The biggest barrier to change in our state is that fact that not enough of our elected politicians see the need for change. Many prefer to believe that standards in government schools are better than they are, and if things aren’t bad, they reason, why change?

Advocates for school choice need to be prepared to present some uncomfortable facts about education standards in our state:

  • Two in 3 fourth graders in Mississippi government schools fail to achieve proficiency in reading. According to National Assessment of Educational Progress data only 31 percent of fourth graders were at or above reading proficiency in 2022.
  • Almost 4 in 10 fourth graders in 2022 did not even reach the basic reading standard.
  • Two in 3 fourth graders in Mississippi government schools fail to achieve proficiency in math, with only 32 percent at or above proficiency in 2022.
  • At eighth grade, 8 in 10 were failing to achieve math proficiency in 2022. 
  • Almost one in four Mississippi students — 108,000 children — are chronically absent from school. Mississippi Department of Education data shows that in 2022-23 the chronic absentee rate from Mississippi government schools was 23.8%.
  • The chronic absentee rate is way above the national average and has skyrocketed from 70,275 in 2016-17 to 108,310 in 2022-23.

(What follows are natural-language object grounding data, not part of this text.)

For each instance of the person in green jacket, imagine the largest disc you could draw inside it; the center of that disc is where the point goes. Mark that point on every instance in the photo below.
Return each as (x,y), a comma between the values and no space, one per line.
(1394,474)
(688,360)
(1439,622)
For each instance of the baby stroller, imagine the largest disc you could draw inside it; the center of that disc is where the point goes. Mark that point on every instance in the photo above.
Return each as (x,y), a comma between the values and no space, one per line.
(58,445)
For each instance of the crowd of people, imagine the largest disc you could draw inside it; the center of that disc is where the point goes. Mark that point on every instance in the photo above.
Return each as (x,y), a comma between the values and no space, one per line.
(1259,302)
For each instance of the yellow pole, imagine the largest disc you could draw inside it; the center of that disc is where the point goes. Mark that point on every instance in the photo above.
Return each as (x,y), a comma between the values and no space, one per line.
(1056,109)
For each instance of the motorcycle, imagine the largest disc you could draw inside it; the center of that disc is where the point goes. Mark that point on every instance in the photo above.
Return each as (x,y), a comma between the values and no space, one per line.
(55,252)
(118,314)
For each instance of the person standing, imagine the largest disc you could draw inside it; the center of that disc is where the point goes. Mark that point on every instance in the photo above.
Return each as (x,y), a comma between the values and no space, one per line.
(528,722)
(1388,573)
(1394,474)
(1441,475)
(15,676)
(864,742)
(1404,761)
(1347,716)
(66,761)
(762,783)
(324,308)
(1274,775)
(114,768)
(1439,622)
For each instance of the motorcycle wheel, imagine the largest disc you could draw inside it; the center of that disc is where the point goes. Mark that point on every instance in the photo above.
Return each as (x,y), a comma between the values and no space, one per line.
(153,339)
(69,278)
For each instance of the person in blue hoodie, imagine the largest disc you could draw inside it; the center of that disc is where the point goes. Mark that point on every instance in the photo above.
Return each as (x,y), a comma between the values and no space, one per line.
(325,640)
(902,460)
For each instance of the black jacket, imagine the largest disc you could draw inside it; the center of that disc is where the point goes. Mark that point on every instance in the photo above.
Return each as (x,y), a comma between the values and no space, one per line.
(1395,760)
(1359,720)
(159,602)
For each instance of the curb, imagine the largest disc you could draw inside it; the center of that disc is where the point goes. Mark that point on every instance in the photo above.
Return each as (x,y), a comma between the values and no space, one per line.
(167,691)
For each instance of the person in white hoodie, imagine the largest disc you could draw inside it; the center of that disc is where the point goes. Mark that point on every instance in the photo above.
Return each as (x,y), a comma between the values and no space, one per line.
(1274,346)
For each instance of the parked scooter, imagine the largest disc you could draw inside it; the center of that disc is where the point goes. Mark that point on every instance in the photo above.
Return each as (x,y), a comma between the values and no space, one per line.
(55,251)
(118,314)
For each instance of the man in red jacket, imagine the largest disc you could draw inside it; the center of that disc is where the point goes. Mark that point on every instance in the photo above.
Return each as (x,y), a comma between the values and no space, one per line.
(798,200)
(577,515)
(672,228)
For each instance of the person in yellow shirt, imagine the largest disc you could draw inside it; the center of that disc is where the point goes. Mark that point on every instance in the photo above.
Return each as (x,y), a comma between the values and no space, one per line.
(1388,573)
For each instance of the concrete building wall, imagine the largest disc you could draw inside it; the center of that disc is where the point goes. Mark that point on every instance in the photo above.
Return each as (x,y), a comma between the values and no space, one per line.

If you want young Mississippians to get a better start in life than this, you need to support fully fledged school choice.

School choice advocacy organizations, like MCPP, have often made the case for change in terms of social justice. School choice, we like to say, would give every American child opportunities that today only rich families have. This isn’t enough.

Nor is it enough to keep publishing white papers nobody reads and drafting legislation that never gets passed.

We need to demonstrate that school choice is the only effective response to the "woke" takeover of government-run classrooms by the ideological left.

Many government schools in America have clearly been promoting Critical Race Theory, an off shoot of Marxist academic theory. Often this has been done innocuously, under the banner of promoting equity, diversity or inclusion.  Sometimes the mask slips. We know, for example, that here in Republican-run Mississippi, our own Department of Education has recommended that teachers use social studies resources calling for the abolition of Christopher Columbus Day and the payment of racial reparations.

There are no shortage of vested interests — teacher unions, education bureaucrats, federal officials — determined to do everything they can to keep your kids captive in government-run classrooms.

To overcome that opposition, we must first address the anti-school choice politicians who indulge them. In Texas, Gov. Greg Abbot was a fully throated champion of universal education savings accounts. He threw his weight behind change, only to have a dozen or so “conservative” members of the legislature scupper the plan. When Texas voters saw those anti-school choice “Republicans” vote to deny them school choice, they helped make these “Republican” lawmakers ex-lawmakers. School choice, I suspect, will sail through the Texas legislature in the next session. 

Either you are a conservative and support school choice, or you aren’t.

Douglas Carswell is the President & CEO of the Mississippi Center for Public Policy.